We need a list of all the start and end bike point/stations that are in the dataset so I went for doing a union
to get this.
stationids = sorted((data.select('StartStationId') \
.union(data.select('EndStationId'))) \
.rdd.map(lambda r: r[0]) \
.distinct() \
.collect())
This will return us a sorted list of all the Ids in the dataset which can be passed into a helper method which will call into the API mentioned about.
def get_bike_points(points_ids):
bike_point_file = '~/datasets/cycling/bike_points.csv'
base_url = 'https://api.tfl.gov.uk/BikePoint/BikePoints_'
with open(bike_point_file, 'w') as csvfile:
fieldnames = ['pointId', 'commonName', 'lat', 'lon', 'placeType', 'properties']

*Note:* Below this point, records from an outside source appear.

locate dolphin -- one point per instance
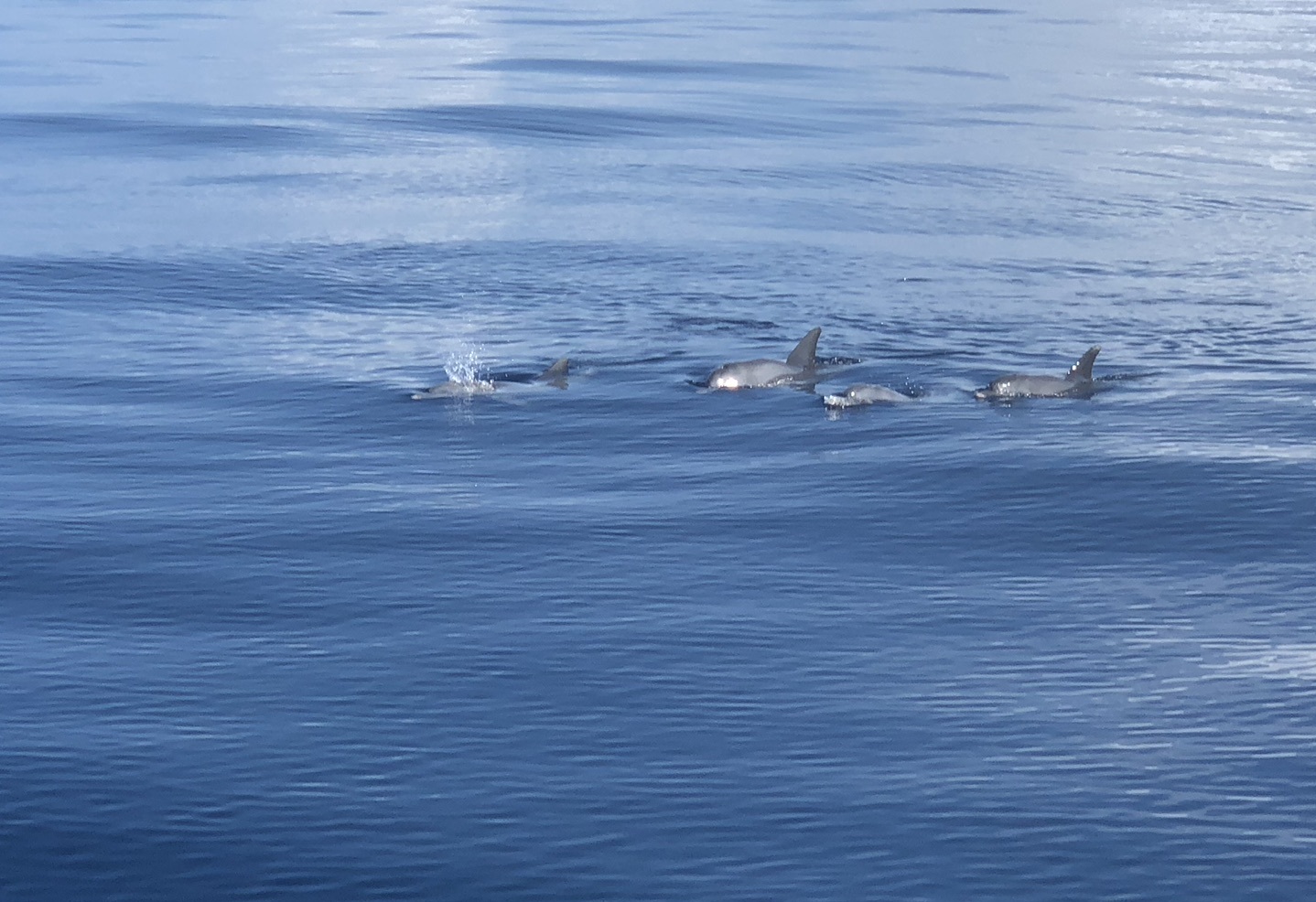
(1077, 382)
(555, 376)
(864, 393)
(768, 373)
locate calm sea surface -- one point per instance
(271, 630)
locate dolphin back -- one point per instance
(1082, 371)
(556, 373)
(804, 354)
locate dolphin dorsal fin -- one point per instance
(556, 373)
(804, 352)
(1082, 371)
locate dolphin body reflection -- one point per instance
(798, 369)
(555, 376)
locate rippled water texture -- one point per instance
(270, 628)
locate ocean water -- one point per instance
(273, 630)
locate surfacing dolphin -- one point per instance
(768, 373)
(1078, 382)
(861, 394)
(555, 376)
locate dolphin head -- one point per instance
(728, 378)
(997, 390)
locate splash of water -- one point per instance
(465, 366)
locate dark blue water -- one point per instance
(271, 630)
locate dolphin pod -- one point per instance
(799, 370)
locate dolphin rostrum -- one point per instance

writer = csv.DictWriter(csvfile, fieldnames=fieldnames)
writer.writeheader()
for point in points_ids:
if point == None:
continue
url = "%s%s" % (base_url, point)
req = requests.get(url)
if req.status_code != 200:
writer.writerow({"pointId": point, "commonName": "Not Found"})
else:
bike_point = json.loads(req.text)
props = {}
if bike_point.has_key('additionalProperties'):
for p in bike_point['additionalProperties']:
props[p['key']] = p['value']
writer.writerow({"pointId": point, "commonName": bike_point['commonName'], "lat": bike_point['lat'], \
"lon": bike_point['lon'], "placeType": bike_point['placeType'], 'properties': props})
csvfile.flush
This block takes the list of Id
and collects the data for the bike station, extracts what is wanted from the returned dataset then saves it into a csv file.
Cleaning up the StationId data
Some of the stations in the dataset aren’t there anymore so we get a 404
when we hit the page. To get round this I’ve just created a line for the ID with a common name of not found.
That said, we do have this information in the original data set, so a bit of fiddling can be used to update the bike_points
data with the correct commonName
.
bike_points = spark.read.csv('bike_points.csv', header=True, inferSchema=True)
combined_bike_points = bike_points.where(bike_points.commonName == "Not Found") \
.join(data, data.StartStationId == bike_points.pointId)\
.select(bike_points.pointId \
, data.StartStationName.alias("commonName") \
, bike_points.lat \
, bike_points.lon \
, bike_points.placeType \
, bike_points.properties) \
.distinct()
bike_points = combined_bike_points \
.union(bike_points \
.where(bike_points.commonName <> "Not Found"))
Okay, long winded but we now have the station data to work with too.